Nos analyses en laboratoire montrent qu’ils contiennent jusqu’à 42 % de MOSH (brillant à lèvres de la malette Make it real). Un taux qui dépasse largement les doses (5 %) recommandées par l’association professionnelle européenne des industries cosmétiques, Cosmetics Europe. Ces résultats sont préoccupants car ces produits sont appliqués sur les lèvres et sont ingérés par l’enfant.
Vernis à ongles : peut mieux faire
Notre enquête a révélé que la majorité des vernis testés ne contient pas de solvants volatils, souvent remplacés par de l’eau. Un point positif à nuancer. 3 vernis sur 5 contiennent du phénoxyéthanol, un conservateur qui, à forte dose, peut avoir des effets sur le foie. En plus de cette substance, certains vernis ont des taux importants d’allergènes comme le vernis Miraculous Ladybug qui en cumule cinq. Dans un produit (Rêve de princesse - Ma manucure créative), on retrouve à la fois du phénoxyéthanol et des doses très élevées de styrène, potentiel perturbateur endocrinien.
Mallettes de maquillage : à éviter
Les mallettes de maquillages regroupent différents produits : de l’ombre à paupières, du gloss, du vernis ou encore du fard à joues. Les mallettes de notre échantillon présentent toutes et dans tous les produits du phénoxyéthanol. Ce conservateur a été jugé par l’Agence nationale de sécurité du médicament et des produits de santé (ANSM) toxique le foie.
Nous avons trouvé dans les fards et vernis des traces de BHT, un potentiel perturbateur endocrinien, et de methylisothiazolinone (MIT), un allergène puissant. Mauvaise surprise supplémentaire, ces substances ne sont pas indiquées sur l’étiquette. Utilisé comme antioxydant, l’ANSES a proposé une évaluation des effets du BHT sur la santé au niveau européen.
Nos conseils aux parents
La peau d’un enfant est plus sensible que celle d’un adulte. Elle a moins de barrières protectrices. Résultat, le risque d’une réaction allergique est plus important. « Il faut attendre que la peau soit prête, soit capable de se défendre avant de porter du maquillage même pour enfant. Il est conseillé d’attendre la fin de la puberté » précise Isabelle Rousseaux, dermatologue et membre du Syndicat National des Dermatologues. « Si les petites filles se maquillent régulièrement en dehors d’évènements ponctuels comme une fête ou un anniversaire, elles risquent de se sensibiliser au maquillage et devenir allergiques », s’inquiète-t-elle.
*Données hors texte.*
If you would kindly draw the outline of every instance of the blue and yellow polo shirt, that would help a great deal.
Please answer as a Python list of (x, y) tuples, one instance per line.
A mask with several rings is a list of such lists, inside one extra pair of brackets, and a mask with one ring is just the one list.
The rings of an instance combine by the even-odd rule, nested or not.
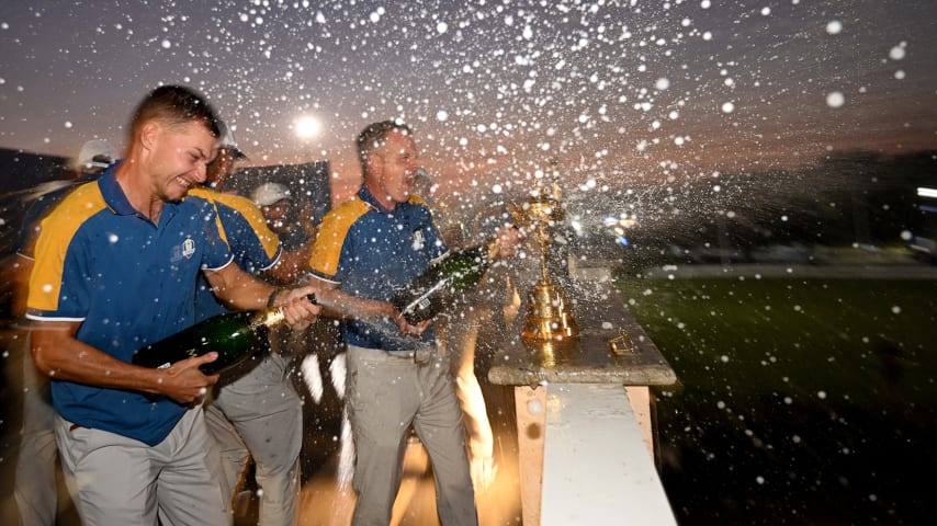
[[(411, 195), (394, 210), (381, 206), (366, 187), (326, 214), (309, 258), (313, 274), (338, 284), (357, 298), (390, 301), (394, 291), (448, 251), (426, 202)], [(346, 343), (384, 351), (408, 351), (434, 339), (432, 328), (420, 341), (400, 333), (391, 320), (345, 320)]]
[[(226, 266), (232, 253), (212, 203), (166, 203), (154, 225), (131, 206), (115, 169), (76, 188), (42, 221), (26, 317), (80, 322), (78, 340), (129, 362), (137, 348), (195, 322), (199, 274)], [(187, 410), (165, 397), (55, 379), (52, 393), (70, 422), (149, 445)]]
[[(280, 261), (280, 238), (267, 226), (260, 208), (247, 197), (225, 194), (200, 186), (189, 191), (189, 196), (214, 203), (218, 211), (222, 238), (228, 243), (237, 265), (258, 275)], [(199, 275), (195, 297), (195, 321), (202, 321), (228, 309), (212, 293), (204, 274)]]

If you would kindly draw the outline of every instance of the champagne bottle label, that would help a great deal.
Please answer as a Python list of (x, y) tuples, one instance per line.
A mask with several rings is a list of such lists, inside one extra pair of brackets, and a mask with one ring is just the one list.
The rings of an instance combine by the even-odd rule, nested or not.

Elle rappelle qu’avec les allergènes de contact, il n’y a pas de désensibilisation possible, « une fois que l’on est allergique c’est pour la vie !»
Pour Isabelle Rousseaux, un seul mot d’ordre pour limiter les risques d’allergie et de santé : « le maquillage des enfants doit rester occasionnel et ne pas être appliqué aux plus jeunes. »
Elle conseille de :
- Privilégier le maquillage qui s’enlève à l’eau et le garder sur la peau le moins longtemps possible.
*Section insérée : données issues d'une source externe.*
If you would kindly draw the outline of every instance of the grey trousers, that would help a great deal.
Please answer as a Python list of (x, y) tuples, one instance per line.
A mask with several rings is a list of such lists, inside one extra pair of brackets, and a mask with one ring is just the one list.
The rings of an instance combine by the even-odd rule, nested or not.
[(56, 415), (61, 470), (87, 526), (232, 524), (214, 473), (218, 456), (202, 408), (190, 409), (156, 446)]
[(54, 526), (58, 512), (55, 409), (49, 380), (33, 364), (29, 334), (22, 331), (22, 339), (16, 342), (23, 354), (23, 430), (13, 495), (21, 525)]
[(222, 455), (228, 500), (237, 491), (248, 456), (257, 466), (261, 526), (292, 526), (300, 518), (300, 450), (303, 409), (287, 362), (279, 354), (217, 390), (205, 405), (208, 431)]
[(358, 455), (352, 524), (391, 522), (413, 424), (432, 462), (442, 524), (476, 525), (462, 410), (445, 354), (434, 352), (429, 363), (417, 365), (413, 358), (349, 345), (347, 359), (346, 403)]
- Avant toute application sur la peau, de lire scrupuleusement les consignes d’utilisation et les avertissements indiqués sur l’emballage ou la notice.
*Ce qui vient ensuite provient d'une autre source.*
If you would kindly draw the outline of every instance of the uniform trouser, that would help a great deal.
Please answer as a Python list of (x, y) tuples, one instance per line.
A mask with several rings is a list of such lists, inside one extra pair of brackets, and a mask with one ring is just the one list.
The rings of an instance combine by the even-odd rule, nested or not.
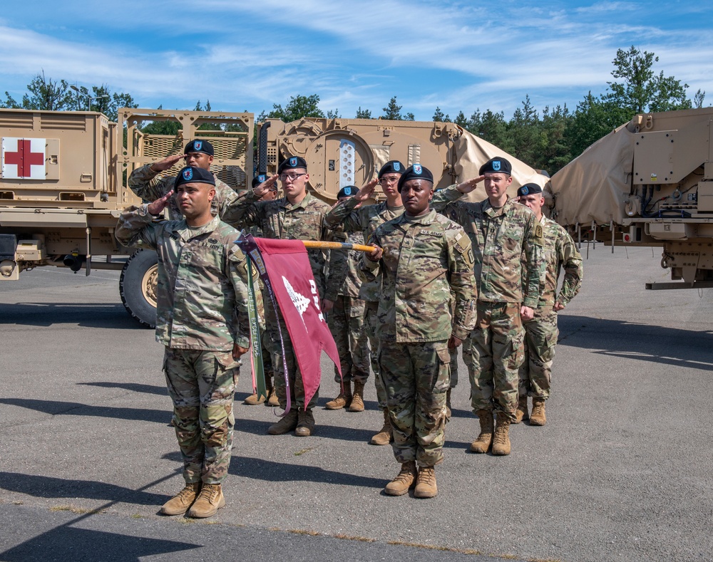
[(473, 411), (493, 409), (514, 421), (523, 358), (520, 304), (478, 301), (477, 310), (468, 368)]
[(382, 341), (379, 353), (394, 430), (394, 456), (421, 467), (443, 462), (450, 358), (446, 341)]
[(188, 483), (220, 484), (227, 476), (239, 368), (231, 351), (165, 348), (163, 370)]
[[(284, 410), (287, 407), (287, 386), (284, 383), (284, 370), (287, 368), (287, 378), (289, 381), (289, 400), (293, 409), (304, 410), (314, 408), (319, 397), (319, 389), (317, 389), (314, 395), (309, 403), (304, 403), (304, 384), (302, 382), (302, 373), (297, 365), (297, 358), (294, 355), (292, 341), (289, 338), (289, 332), (284, 325), (284, 321), (279, 318), (279, 331), (277, 330), (277, 321), (275, 320), (274, 309), (270, 306), (265, 307), (265, 318), (267, 323), (267, 332), (270, 334), (270, 344), (272, 353), (272, 368), (275, 370), (275, 390), (277, 395), (279, 407)], [(270, 311), (272, 310), (272, 313)], [(282, 346), (279, 343), (279, 335), (282, 333), (284, 345), (284, 358), (282, 359)]]
[(523, 323), (525, 327), (525, 360), (520, 367), (519, 394), (547, 400), (550, 397), (552, 360), (559, 331), (557, 313), (551, 306), (535, 309), (535, 318)]
[(371, 371), (374, 373), (374, 385), (376, 388), (376, 401), (379, 409), (386, 407), (386, 392), (384, 390), (381, 378), (379, 376), (379, 341), (376, 338), (376, 326), (379, 325), (379, 317), (376, 311), (379, 310), (378, 302), (367, 301), (364, 308), (364, 324), (366, 331), (366, 338), (369, 339), (369, 347), (371, 349)]
[(364, 384), (369, 378), (366, 332), (364, 327), (364, 301), (338, 295), (334, 308), (327, 314), (329, 331), (337, 343), (342, 377), (334, 367), (334, 380)]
- Démaquiller soigneusement la peau avec de l’eau et un savon doux ou un lait de toilette adapté à l’âge de l’enfant et appliquer ensuite une crème hydratante.
Comme de nombreux produits, notamment les compléments alimentaires, évitez d’acheter du maquillage pour enfants sur des sites internet étrangers, hors Union européenne car les normes sanitaires à respecter par les fabricants risquent d’être moins restrictives qu’en Europe.
Résultats
*Notre sélection ne reflète pas la totalité des produits sur le marché
Protocole de test
Trois catégories de substances ont été recherchées dans 9 boîtes de maquillage destinées aux enfants dès 3 ans : allergènes, potentiels perturbateurs endocriniens et substances suspectées cancérogènes.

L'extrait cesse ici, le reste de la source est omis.